A friend asked me recently when I struggled most with postpartum depression. This is a friend I have known since my oldest child was a few months old. And she didn’t know. Many of my friends didn’t know, maybe still don’t. They didn’t know because I didn’t know.

 

They didn’t know because I was afraid to use the words postpartum depression. I believed the stigma that postpartum depression only happens to moms that don’t love their babies, moms that don’t take care of themselves naturally, moms that aren’t me. I believed that postpartum depressions was only postpartum psychosis. I didn’t know it included social anxiety, anger, and obsessive thoughts. I didn’t know that I wasn’t alone.

 

They didn’t know how I struggled because I wasn’t able to name my pain. It felt too multilayered to pin it down as “sad”. I had no idea how to explain the social anxiety that took over my usual gregarious nature. I second guessed my feelings because I “knew better”, because I had elating, glorious days in between the hard ones. I still struggle with naming this experience as Postpartum Depression out of a fear that it takes away from the love and joy my babies bring me. I know better and I still feel ashamed. To feel anxiety and depression around something one desires is a heavy mixed bag. Postpartum Depression feel such a small, closed label to encapsulate the radical transformation of motherhood and all the emotions that come with that.

 

But now I do talk about it. I use the label. And by speaking the secret I found help that was unavailable to me in my silence. Support group, therapy, changing views on medication, deepening friendships, boundaries. Women have come out of the woodwork to share their own stories with me. I felt worlds less alone in my 3rd postpartum, even in the moments when I wanted to hide in a cave with my baby, even when I couldn’t sleep for fear something would happen to him, even when I felt I couldn’t handle it. I knew I wasn’t alone. Because we are 1 in 5.

 

Dear 1 in 5, your honesty may scare you, but I promise it won’t break you. When you share how you feel, help becomes available.

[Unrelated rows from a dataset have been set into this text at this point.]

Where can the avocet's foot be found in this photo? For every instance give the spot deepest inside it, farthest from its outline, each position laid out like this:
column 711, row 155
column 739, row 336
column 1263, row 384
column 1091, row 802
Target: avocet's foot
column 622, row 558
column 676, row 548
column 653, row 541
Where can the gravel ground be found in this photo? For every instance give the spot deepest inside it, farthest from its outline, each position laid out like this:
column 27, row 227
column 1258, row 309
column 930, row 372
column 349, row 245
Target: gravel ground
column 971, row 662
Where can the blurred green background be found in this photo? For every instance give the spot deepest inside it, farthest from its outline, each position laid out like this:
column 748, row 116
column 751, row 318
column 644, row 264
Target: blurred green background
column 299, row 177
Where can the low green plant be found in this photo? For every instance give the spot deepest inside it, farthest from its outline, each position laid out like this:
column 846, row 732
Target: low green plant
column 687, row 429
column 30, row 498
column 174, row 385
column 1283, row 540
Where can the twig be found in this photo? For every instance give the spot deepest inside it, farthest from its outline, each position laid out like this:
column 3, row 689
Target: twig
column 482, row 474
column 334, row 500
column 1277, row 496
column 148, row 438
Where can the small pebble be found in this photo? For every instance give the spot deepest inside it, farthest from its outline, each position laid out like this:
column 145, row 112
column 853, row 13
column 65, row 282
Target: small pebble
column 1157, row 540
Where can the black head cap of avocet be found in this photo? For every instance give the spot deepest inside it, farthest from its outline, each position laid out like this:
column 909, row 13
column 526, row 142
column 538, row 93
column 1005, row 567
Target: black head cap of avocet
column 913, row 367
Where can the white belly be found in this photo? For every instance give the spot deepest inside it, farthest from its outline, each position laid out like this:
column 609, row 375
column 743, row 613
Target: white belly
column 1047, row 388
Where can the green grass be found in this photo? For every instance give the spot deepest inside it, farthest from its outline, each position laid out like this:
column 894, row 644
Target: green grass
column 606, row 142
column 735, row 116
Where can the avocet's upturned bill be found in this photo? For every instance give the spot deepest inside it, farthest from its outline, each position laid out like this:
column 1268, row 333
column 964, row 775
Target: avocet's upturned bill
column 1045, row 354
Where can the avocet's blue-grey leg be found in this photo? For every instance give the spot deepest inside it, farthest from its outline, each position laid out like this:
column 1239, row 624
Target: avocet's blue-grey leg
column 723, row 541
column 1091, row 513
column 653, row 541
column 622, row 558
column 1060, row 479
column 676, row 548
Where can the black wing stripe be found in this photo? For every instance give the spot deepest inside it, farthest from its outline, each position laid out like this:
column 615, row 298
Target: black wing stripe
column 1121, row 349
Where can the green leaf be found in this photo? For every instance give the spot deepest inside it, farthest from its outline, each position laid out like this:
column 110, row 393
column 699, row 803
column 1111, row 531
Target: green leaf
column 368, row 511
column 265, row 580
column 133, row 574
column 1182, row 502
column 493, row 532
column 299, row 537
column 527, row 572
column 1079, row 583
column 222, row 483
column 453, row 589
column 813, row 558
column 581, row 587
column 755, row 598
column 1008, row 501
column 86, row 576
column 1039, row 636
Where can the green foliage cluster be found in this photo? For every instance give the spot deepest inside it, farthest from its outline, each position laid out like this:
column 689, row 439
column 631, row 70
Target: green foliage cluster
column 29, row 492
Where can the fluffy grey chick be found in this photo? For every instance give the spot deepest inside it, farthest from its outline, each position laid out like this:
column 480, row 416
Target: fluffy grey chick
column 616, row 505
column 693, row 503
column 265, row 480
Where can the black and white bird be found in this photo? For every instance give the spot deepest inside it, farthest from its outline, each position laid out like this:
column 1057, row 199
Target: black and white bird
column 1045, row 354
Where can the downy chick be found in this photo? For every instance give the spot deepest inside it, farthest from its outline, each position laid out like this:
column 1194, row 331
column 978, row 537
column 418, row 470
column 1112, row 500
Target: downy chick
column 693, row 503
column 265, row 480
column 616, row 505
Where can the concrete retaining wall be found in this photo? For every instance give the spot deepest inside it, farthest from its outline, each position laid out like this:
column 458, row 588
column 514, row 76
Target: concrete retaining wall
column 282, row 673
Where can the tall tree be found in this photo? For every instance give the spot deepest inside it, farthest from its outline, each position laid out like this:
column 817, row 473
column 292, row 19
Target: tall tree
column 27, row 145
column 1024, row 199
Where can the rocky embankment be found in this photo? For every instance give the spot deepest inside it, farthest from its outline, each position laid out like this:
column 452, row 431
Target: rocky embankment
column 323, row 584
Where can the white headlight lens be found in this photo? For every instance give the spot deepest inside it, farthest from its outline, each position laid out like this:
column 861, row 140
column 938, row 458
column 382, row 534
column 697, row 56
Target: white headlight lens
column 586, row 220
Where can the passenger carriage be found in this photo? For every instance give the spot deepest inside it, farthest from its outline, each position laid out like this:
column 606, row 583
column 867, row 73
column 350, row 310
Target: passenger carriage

If someone discredits your feelings (there will be plenty!), please find the courage to share again. When you share, you break the stigma. When you share, you honor your wholeness. People will judge, but they will judge you no matter what. The amount of women who thought I was a goddess-mother that only felt love and peace until I started sharing about my experience with PMADs makes me sad. I was only sharing one side of this multifaceted experience. I was making others feel alone while I was suffering alone myself.

 

And what I want you to know, Dear 1 in 5, is that you are not a bad mother for your feelings. You are no less of a woman. You are not wrong. You are more than your feelings, and yet your feelings still matter. You matter. Your happiness and self-worth matter.

 

Remember: we are 1 in 5. If you know 10 people, you know 2 other mamas that have struggled, too. Maybe not exactly like you - Postpartum Mood Disorders wear many faces. But there are other moms out there to confide in and there are many, varied routes to wellness.